Muarasultra.com, KONAWE – Dinas Pendidikan dan Kebudayaan (Dikbud) Kabupaten Konawe terus mendorong peningkatan kompetensi tenaga pendidik dalam menghadapi perkembangan teknologi di dunia pendidikan.
Upaya tersebut diwujudkan melalui kegiatan Bimbingan Teknis (Bimtek) Pengembangan Konten Digital untuk Pendidikan Kelompok Belajar Masyarakat (PKBM) yang digelar di Aula Kantor Dinas Pendidikan dan Kebudayaan Kabupaten Konawe, Selasa (1/9/2026).
Kegiatan tersebut diikuti sekitar 55 tutor PKBM jenjang pendidikan setara SD, SMP hingga SMA dari berbagai wilayah di Kabupaten Konawe.
Bimtek dibuka secara langsung oleh Kepala Dinas Pendidikan dan Kebudayaan Kabupaten Konawe, Ahmad Djauhari, S.Pd., M.Pd.

Dalam sambutannya, Ahmad Djauhari menyampaikan apresiasi dan dukungannya terhadap pelaksanaan kegiatan tersebut. Menurutnya, keberadaan tutor PKBM memiliki peran penting dalam membantu pemerintah memperluas akses dan meningkatkan kualitas layanan pendidikan bagi masyarakat.
Ia juga mengapresiasi dedikasi para tutor yang selama ini turut berkontribusi dalam pelaksanaan proses pembelajaran di lingkungan PKBM.
Ahmad Djauhari berharap, kegiatan tersebut tidak hanya menjadi ruang peningkatan kapasitas, tetapi juga dapat mendorong para tutor untuk semakin kreatif dalam menyediakan sarana dan bahan pembelajaran dengan memanfaatkan teknologi digital.
“Harapan kami, melalui kegiatan ini kompetensi para tutor semakin meningkat, khususnya dalam menyediakan dan mengembangkan sarana pembelajaran berbasis digital yang sesuai dengan kebutuhan peserta didik,” ujarnya.

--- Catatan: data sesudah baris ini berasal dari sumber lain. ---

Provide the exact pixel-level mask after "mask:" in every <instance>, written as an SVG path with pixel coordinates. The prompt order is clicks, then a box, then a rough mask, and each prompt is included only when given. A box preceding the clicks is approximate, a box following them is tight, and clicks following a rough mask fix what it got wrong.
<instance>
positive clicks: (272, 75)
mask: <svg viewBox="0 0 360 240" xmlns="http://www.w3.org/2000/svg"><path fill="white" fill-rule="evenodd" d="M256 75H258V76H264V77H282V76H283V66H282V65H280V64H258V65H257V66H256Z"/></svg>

Sementara itu, Kepala Bidang PAUD dan Dikmas Dinas Pendidikan dan Kebudayaan Kabupaten Konawe, Hj. Siti Rostini, mengatakan perkembangan teknologi informasi dan komunikasi telah membawa perubahan signifikan dalam dunia pendidikan.

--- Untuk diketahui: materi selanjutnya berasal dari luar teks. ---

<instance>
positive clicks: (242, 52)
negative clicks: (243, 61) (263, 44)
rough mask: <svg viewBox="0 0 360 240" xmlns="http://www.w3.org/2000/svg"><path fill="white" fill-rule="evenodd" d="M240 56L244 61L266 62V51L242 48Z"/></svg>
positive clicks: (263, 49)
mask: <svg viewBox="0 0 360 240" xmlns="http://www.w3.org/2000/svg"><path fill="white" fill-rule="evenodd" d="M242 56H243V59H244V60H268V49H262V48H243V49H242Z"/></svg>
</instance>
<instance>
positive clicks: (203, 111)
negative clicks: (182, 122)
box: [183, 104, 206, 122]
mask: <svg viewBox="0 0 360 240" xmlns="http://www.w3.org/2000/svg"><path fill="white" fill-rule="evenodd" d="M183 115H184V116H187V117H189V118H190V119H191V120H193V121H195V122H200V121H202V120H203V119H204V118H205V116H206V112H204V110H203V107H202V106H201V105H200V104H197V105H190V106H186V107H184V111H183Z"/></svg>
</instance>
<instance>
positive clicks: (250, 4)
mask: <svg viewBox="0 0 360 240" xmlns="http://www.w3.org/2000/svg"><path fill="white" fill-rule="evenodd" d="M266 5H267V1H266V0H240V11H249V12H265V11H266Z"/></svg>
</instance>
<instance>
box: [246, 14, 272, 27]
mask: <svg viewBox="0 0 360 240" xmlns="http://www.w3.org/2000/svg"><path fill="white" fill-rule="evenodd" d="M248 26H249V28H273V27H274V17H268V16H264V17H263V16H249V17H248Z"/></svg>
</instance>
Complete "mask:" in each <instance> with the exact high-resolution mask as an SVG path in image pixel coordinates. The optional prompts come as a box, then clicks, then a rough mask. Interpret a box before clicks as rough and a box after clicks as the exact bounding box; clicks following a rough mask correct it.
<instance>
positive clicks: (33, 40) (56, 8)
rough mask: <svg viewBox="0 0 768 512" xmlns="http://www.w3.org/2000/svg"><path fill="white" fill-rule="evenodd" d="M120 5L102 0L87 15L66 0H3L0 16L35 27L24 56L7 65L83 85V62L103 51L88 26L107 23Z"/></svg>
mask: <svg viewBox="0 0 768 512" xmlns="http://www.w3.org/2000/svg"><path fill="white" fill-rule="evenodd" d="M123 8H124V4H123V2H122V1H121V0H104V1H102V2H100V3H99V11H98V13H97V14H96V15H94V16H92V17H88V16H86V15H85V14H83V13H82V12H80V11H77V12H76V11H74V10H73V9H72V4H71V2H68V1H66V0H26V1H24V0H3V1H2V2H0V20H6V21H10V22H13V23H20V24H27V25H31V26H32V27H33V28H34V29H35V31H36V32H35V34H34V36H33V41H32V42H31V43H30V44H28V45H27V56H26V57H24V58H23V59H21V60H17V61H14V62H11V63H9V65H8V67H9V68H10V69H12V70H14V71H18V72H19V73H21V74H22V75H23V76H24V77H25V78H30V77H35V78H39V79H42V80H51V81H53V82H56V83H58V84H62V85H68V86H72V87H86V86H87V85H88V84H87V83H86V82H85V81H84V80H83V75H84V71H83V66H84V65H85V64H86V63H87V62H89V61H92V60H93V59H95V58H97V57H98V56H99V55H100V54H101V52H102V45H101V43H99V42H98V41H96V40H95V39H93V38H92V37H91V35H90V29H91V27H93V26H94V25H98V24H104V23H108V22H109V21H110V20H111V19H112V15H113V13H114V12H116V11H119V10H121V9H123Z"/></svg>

Menurutnya, transformasi tersebut salah satunya terlihat dari semakin luasnya pemanfaatan konten digital sebagai media pembelajaran yang interaktif, fleksibel, serta mudah diakses.
“Pengembangan konten digital ini diharapkan dapat mendukung peningkatan kualitas bahan ajar sekaligus memperluas akses pembelajaran berbasis digital,” jelas Siti Rostini.
Ia menambahkan, kegiatan Bimtek tersebut menjadi bagian dari upaya Dinas Pendidikan dan Kebudayaan Kabupaten Konawe dalam meningkatkan kapasitas pendidik, khususnya tutor PKBM, agar mampu mengembangkan sekaligus memanfaatkan konten digital secara efektif.
Dengan penguasaan teknologi yang semakin baik, para tutor diharapkan dapat menghadirkan metode pembelajaran yang lebih inovatif, menarik, dan sesuai dengan perkembangan kebutuhan peserta didik di era digital.
Langkah tersebut sekaligus menjadi bagian dari komitmen Dikbud Konawe untuk mendorong transformasi pembelajaran yang adaptif, sehingga pendidikan nonformal melalui PKBM dapat terus berkembang dan memberikan manfaat yang lebih luas bagi masyarakat.